Planet Web: Framing the Big Picture

SAN FRANCISCO (04/03/2000) - A few days ago, Yahoo Inc. became the latest Net company to launch a photo service. Teaming up with Shutterfly, the digital image-processing company started by Netscape founder Jim Clark, Yahoo will provide a forum enabling consumers to show their digital pictures on the Web.

It also will offer a service to develop digital images into regular paper prints. Yahoo's rationale is quite simple: It wants to be ready for an exploding market. Worldwide, consumers are expected to buy 22 million digital cameras by 2003, up from 4.7 million this year. America Online, Hewlett-Packard and a host of smaller companies have already jumped at the chance to bring the $9 billion amateur-photography industry online. With its new service, Yahoo hopes to tie consumers' love for photography to the thrill of Web-based artistic expression.

But just as this latest innovation in consumer photography is launched, its archetypal mode of expression is fading away. Last week, Time Warner unit Time Inc. announced that it will suspend monthly publication of Life magazine, the periodical that has opened America's eyes to the power of the captured image for more than six decades. One could argue that Life has done more than any other publication to turn the U.S. into a land of shutterbugs. As the Web led to Yahoo, another invention led to Life's founding in 1936: the portable 35-mm camera.

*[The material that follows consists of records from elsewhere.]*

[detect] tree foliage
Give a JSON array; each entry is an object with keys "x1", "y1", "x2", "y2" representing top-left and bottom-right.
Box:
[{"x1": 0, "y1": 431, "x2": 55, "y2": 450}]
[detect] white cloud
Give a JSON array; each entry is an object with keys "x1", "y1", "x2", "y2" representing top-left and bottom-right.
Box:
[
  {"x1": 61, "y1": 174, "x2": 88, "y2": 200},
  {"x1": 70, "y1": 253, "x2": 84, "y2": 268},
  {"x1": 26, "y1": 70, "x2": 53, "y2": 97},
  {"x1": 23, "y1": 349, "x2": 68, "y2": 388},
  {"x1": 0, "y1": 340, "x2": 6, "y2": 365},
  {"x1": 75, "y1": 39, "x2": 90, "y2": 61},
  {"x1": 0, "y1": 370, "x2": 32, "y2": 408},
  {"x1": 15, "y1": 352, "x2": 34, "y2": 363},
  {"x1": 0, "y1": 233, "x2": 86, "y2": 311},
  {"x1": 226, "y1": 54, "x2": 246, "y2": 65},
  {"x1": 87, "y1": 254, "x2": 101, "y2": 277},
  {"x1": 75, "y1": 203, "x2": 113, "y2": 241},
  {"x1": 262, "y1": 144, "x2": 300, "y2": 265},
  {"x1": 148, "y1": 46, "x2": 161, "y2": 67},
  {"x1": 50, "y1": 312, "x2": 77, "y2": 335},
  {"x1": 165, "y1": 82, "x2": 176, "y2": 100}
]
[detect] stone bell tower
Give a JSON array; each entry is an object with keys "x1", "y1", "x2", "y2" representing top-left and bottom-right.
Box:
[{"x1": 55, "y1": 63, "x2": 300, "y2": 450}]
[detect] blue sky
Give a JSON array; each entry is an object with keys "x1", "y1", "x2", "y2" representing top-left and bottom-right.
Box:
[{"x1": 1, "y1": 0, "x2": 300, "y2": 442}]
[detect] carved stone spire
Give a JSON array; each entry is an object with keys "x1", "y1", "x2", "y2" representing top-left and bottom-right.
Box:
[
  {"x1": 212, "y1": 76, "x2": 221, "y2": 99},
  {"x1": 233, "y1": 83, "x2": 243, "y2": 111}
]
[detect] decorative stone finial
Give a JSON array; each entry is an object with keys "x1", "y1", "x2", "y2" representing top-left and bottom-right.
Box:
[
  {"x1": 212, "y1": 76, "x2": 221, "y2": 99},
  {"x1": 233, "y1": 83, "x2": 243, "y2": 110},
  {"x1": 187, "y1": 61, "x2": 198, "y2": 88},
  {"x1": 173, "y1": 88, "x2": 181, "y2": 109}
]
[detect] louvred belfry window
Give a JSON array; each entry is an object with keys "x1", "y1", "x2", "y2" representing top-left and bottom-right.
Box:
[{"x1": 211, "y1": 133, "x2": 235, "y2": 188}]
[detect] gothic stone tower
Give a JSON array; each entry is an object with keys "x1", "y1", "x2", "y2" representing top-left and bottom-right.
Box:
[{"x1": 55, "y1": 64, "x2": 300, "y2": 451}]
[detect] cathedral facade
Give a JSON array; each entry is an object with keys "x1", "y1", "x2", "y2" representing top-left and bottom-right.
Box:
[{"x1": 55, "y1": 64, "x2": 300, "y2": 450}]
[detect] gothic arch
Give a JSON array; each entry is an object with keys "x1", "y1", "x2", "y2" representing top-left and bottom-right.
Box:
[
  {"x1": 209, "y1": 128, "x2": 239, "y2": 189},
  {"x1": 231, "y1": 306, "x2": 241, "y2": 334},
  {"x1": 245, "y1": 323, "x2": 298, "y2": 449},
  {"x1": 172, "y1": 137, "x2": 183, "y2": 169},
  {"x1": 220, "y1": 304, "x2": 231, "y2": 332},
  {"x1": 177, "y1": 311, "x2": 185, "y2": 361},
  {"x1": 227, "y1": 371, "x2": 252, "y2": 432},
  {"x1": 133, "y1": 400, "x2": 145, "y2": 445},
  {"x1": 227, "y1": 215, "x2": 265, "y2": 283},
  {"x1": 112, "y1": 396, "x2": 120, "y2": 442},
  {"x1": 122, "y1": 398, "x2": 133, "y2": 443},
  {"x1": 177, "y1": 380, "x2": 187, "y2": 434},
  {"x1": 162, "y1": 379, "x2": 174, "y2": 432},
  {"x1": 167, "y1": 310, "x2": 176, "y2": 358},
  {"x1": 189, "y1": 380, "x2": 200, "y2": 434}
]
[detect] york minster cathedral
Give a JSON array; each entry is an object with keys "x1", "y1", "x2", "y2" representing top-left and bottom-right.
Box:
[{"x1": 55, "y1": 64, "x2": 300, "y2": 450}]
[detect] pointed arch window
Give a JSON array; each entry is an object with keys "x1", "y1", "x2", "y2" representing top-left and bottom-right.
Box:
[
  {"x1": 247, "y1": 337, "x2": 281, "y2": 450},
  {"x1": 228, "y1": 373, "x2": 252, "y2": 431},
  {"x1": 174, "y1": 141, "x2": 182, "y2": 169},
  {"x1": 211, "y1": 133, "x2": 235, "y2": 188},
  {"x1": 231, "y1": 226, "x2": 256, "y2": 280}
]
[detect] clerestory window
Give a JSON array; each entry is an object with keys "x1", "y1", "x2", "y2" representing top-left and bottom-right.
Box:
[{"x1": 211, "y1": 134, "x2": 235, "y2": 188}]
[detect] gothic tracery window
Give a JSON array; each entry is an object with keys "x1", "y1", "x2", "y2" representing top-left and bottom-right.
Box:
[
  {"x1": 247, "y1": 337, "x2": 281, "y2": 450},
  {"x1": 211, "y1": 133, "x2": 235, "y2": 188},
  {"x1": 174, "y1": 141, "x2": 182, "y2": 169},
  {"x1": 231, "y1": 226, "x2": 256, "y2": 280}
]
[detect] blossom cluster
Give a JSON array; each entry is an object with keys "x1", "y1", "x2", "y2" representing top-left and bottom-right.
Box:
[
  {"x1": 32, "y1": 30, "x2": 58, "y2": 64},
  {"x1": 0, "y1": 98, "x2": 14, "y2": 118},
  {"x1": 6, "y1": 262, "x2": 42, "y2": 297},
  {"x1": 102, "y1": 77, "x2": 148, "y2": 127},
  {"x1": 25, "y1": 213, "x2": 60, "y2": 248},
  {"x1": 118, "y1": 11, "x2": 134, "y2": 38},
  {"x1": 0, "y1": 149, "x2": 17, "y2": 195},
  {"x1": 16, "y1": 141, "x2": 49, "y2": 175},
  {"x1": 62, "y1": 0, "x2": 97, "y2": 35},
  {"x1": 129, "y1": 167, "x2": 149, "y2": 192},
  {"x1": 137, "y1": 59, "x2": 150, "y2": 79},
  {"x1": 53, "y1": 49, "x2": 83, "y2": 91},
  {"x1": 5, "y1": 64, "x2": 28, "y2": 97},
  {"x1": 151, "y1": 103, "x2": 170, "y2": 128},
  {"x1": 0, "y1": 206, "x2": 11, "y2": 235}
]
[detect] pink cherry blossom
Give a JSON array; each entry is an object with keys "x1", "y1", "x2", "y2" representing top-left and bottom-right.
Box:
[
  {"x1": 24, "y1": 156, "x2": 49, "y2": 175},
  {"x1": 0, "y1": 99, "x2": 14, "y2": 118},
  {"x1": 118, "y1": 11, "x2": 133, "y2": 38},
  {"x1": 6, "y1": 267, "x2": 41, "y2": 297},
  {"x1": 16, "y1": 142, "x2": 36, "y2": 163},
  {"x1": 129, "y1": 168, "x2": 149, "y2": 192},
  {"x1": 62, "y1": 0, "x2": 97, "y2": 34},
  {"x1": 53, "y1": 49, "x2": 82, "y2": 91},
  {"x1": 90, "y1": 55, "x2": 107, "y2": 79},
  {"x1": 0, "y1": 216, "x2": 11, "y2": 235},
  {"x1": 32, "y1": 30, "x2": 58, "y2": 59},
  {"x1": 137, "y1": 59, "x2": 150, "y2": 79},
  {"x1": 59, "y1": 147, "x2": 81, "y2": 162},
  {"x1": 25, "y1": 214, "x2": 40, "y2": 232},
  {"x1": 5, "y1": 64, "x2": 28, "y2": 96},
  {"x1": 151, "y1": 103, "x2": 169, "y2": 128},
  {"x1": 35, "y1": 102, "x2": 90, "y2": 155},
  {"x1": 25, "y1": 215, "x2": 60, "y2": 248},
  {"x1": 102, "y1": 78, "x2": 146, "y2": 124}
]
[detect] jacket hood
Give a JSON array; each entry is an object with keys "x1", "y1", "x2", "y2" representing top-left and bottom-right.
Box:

This device introduced the art of photography to a new breed of documentarian.

Sure, the new format gave everyday people the chance to document birthdays, holidays and other family events. But it also gave rise to a small group of passionate professionals who were able to capture life as they saw it. From Walker Evans' somber look at the Great Depression to Gary Winogrand's off-kilter street sensibility and James Nachtwey's chronicles of global war zones, the work of a few select photographers continues to inspire newcomers to photo, video and even homepage design. Naturally, as a new generation of photography enters the digital age, it remains anathema to many modern photographers. Ever since digital cameras came into the picture more than six years ago, a number of photojournalists have predicted that the Internet would be "the death of photography."

Their complaints deserve to be taken seriously. Digital images just don't reproduce as well as traditional print photographs or slides. Also, editing programs such as Adobe's Photoshop tend to manipulate those images far more than would a black-and-white print developer. That, purists say, undermines the photographer's creative role. Equally important, say many media shooters, is that it's impossible for photographers to maintain control of their work and get paid for it once it's online. But does Internet photography really signal the death of creative photography?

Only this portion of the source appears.